Monday, April 12, 2010

Inspiration*

* I just wanted to take a bit of time out of my day... and blog this as a reminder to myself.

*:: You are always so caught up with the tiny things, like oh man, this girl might not be as close as you think. You keep thinking about this, wasting days on end just fussing and worrying due to your insecurities. The truth is, if they don't care about you at this point, you can't force it no more. It's done, it's set. Just be friends, take what comes. As been mentioned in the past, CHILL THE FUCK OUT.

Yesterday I was looking up on facebook this guy I use to like in elementary school. He was someone I really liked and let go of because of my stupidity and mind games. I was like 12 though. That kid was never really good at school, I was always the top student. He was quiet, I was loud and obnoxious. I was quite a popular kid in elementary school.

We went our separate ways... and I never heard from him again.

Well, we are facebook friends, and I am pretty sure since he is living the good life, he won't be crushing on me and thinking of me. In fact, we don't talk. I'd like to, because its been so long, and I want to know how he is doing. But... it won't happen, the gap between us is too great now.

I look him up, and I see him pursuing his dreams and putting himself out there. He has an album out, he plays music, he joined one of the idol shows... he is endorsing a clothing brand. I mean... it was just a slap to my face, as well as an inspiration. A wake up call, if you must.
People are out there, pursuing their dreams and living their lives, doing what they should.
I dream of living a good life, but I am sitting here, fussing over people who aren't worth it. Or who may not be part of my life in the future. WHY??

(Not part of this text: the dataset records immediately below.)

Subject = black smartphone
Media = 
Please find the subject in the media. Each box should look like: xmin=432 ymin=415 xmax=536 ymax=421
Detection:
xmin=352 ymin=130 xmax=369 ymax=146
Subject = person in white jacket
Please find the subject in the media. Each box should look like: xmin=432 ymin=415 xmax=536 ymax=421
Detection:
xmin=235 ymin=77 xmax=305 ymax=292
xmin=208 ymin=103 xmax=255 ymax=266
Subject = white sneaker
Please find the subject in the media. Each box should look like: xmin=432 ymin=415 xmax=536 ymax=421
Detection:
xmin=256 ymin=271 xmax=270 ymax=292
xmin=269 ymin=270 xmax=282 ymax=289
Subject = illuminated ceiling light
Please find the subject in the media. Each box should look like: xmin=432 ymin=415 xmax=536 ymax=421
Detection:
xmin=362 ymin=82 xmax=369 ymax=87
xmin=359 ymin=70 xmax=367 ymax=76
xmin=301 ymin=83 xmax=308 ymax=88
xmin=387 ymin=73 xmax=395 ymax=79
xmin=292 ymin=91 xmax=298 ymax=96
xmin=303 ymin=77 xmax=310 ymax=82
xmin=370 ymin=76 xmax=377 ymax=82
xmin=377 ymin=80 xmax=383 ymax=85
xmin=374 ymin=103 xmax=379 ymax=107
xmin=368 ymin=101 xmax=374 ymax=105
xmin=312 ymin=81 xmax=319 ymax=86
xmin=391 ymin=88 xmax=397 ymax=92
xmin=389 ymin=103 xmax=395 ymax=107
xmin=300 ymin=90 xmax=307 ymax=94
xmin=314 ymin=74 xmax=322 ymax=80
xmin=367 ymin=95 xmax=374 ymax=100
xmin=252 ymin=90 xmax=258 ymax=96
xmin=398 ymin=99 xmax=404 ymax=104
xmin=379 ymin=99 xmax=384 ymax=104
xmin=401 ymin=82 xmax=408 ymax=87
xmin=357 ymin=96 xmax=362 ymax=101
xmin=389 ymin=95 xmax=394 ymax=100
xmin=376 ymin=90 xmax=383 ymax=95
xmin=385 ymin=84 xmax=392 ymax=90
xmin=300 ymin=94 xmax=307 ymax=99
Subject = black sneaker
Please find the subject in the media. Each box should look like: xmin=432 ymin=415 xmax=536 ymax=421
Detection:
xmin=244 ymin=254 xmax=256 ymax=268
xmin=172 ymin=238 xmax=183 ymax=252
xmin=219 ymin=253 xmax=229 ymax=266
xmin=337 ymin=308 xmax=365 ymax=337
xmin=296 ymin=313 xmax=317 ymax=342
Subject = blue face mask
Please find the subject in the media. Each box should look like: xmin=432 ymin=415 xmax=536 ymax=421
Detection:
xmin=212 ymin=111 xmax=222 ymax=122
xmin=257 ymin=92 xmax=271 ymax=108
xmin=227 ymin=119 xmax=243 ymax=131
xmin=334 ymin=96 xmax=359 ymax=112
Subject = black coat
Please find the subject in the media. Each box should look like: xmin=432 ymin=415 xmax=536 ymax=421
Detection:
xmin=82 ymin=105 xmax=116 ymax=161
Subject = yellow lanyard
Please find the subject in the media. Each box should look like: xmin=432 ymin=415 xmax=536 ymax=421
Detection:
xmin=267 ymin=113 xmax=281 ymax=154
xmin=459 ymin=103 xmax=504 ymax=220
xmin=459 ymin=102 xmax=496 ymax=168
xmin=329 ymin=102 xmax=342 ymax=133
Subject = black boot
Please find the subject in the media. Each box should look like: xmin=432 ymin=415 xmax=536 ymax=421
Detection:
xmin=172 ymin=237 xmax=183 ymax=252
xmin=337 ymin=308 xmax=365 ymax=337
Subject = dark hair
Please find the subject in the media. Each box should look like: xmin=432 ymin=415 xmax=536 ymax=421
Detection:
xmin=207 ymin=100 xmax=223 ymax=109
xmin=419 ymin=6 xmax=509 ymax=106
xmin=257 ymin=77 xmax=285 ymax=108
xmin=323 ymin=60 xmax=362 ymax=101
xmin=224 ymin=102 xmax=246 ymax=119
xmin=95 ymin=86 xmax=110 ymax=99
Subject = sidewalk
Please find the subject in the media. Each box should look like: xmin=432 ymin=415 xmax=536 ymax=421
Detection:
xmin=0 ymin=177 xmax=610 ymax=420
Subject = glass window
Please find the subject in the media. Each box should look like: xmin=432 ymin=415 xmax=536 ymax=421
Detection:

*I need to see the big picture*.

Seeing his pictures and just what he is doing, it inspired me to get off my ass and pursue what I want. Want a job in marketing? Stop going out and sit down and apply. Do what you have to. I keep thinking about other people, never really doing what I should. This will be my downfall if I refuse to change... So it has to stop. NOW. I need to learn to compartmentalize my feelings and just block out unnecessary things... I am strong enough to live by myself. So let's do it. And I hope I can get a job. And in a few years... someone will be looking at my pictures and feeling the same slap of inspiration.

*think of him, and let it inspire you to go forward.